Frankie Martinez '10 is the only man on Brown's cheerleading squad, but bring it on - he doesn't mind.

Martinez, a community health concentrator from Fresno, Calif., said he didn't cheer in high school but joined Brown's squad after a friend encouraged him to.

"I just really liked it," he said. "It was good people and lots of fun."

Additionally, he enjoys the close relationships he's built with the rest of the team.

"It's good to connect with a lot of the girls," he said.

The team, which cheers from September through mid-March, practices three a week and cheers for one game a week during the football season and two games a week during the basketball season. The team's small size - 15 during football season and seven during basketball season this year - also facilitates bonding.

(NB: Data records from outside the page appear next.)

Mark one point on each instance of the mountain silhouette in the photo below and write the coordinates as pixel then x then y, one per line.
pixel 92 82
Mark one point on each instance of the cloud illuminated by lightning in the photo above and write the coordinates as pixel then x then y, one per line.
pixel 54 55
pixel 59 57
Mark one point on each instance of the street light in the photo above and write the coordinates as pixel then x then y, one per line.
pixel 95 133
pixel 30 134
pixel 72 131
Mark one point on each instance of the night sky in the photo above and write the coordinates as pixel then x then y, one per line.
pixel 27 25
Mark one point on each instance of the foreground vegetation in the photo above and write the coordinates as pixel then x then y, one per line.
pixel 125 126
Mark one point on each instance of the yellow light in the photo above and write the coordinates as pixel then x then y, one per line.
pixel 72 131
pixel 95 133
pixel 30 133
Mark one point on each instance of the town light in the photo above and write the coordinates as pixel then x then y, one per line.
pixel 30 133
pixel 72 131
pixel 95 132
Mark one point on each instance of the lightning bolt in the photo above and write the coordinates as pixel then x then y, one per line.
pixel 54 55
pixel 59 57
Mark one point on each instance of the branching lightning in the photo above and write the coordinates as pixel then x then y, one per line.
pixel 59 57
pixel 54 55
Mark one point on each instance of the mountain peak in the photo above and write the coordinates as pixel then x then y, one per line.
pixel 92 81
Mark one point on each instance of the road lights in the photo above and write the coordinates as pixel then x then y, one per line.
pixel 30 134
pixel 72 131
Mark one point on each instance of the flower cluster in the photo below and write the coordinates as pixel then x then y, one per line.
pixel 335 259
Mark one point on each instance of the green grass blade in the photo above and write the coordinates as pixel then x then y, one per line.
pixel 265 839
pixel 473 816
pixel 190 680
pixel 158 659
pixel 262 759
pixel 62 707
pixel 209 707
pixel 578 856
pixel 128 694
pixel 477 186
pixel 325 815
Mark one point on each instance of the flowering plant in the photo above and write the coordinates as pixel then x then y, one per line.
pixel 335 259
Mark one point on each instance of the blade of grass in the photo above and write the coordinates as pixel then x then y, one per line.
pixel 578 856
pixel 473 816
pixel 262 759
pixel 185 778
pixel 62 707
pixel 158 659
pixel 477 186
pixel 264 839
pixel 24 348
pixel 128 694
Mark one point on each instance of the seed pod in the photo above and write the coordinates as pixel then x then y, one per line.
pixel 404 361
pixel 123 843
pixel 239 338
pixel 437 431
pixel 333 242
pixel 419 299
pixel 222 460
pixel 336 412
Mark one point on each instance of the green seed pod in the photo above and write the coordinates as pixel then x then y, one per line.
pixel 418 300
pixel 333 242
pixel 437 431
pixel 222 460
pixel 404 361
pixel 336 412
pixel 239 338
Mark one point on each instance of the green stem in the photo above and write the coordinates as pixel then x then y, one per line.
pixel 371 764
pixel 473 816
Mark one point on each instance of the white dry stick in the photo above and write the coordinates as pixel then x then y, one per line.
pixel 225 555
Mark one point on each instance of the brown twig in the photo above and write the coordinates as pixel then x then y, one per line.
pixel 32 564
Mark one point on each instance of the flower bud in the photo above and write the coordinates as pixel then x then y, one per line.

Because the squad travels to nearby football games in addition to spending three or four nights a week together for most of the year, Martinez said the team is very close, adding that they regularly go out to dinner as a group and recently had a squad sleepover.

He even lives with two of his teammates, Slki Hong '10 and Han Cun '10, in a suite in Young Orchard.

Along with friendship, Martinez provides much-needed strength for the team's stunts, in which some squad members hold or toss others in the air.

"Guys can do more stuff in terms of stunting," Hong explained. "Frankie can be part of lots of different stunts, and he adds a lot of strength to the team."

In fact, Hong and Cun said, the team is limited by its lack of men and has been actively seeking more like Martinez.

"Right now, we don't have that male strength to do the really cool stunts," Cun said. "We try at the activities fair to recruit girls and boys, but guys never come to the tryouts," she added.

Cun and Hong said the last time the squad had more than one man was during basketball season 2006-2007, when there were two. But Martinez was not on the team then. Those two men graduated in 2007, Martinez said.

Martinez is the only male on Brown's squad, but nationally, he is not alone.

"If you look at squads across the nation, the girl-to-guy ratio its pretty much equal," Cun explained. Indeed, Hong said Harvard's squad boasts five males, and the University of Kentucky's team - which won the Universal Cheerleaders Association's National College Cheerleading Championship this year - has 23 men on its 46-person squad. Furthermore, Martinez said he also cheers for a local team, where he is one of several men.

Still, he said, "guys are kind of novelties in the cheerleading world," and he tends to get recognized around campus as Brown's only male cheerleader. "I meet so many people who are like, 'Oh, you're the guy cheerleader,'" he said.

"Everyone - athletes, students, security guards - recognizes him," Cun said.

In fact, Martinez said he has formed a relationship with Green Horn Management event security guards, who have seen him at games and now recognize him around campus and at parties.

Martinez said, in general, his presence on the team doesn't garner too much controversy. "Here it's not that big of a deal - Brown is so open and fluid anyway," he said.

And though Hong said she believes many students are uninformed about male cheerleading and the squad in general, she thinks most of the attention Martinez gets is positive.

"I feel like there's a negative connotation with guys being on a cheerleading squad," she said. "But I think Brown loves him."

For his part, Martinez is just happy to be part of the team, contributing to Brown's school spirit. "I'm there to lift people up," he said. "I think we're a much-needed contribution to lifting the spirit of the crowd" - which, he said, can be difficult given Brown's notorious lack of school spirit.

"It can be discouraging being in a completely empty gym," he said, adding that Brown sports tend to bring in much smaller crowds than other local teams, like the University of Rhode Island's teams.

"For me, it's just my way of getting involved with the school and to try to infuse spirit in people," he said.

Cheer coordinator Shirley Corio said Martinez has a great attitude and "contributes a lot to the team."

"He can perform all the skills, and he can put on the show," she said. "He's the whole package."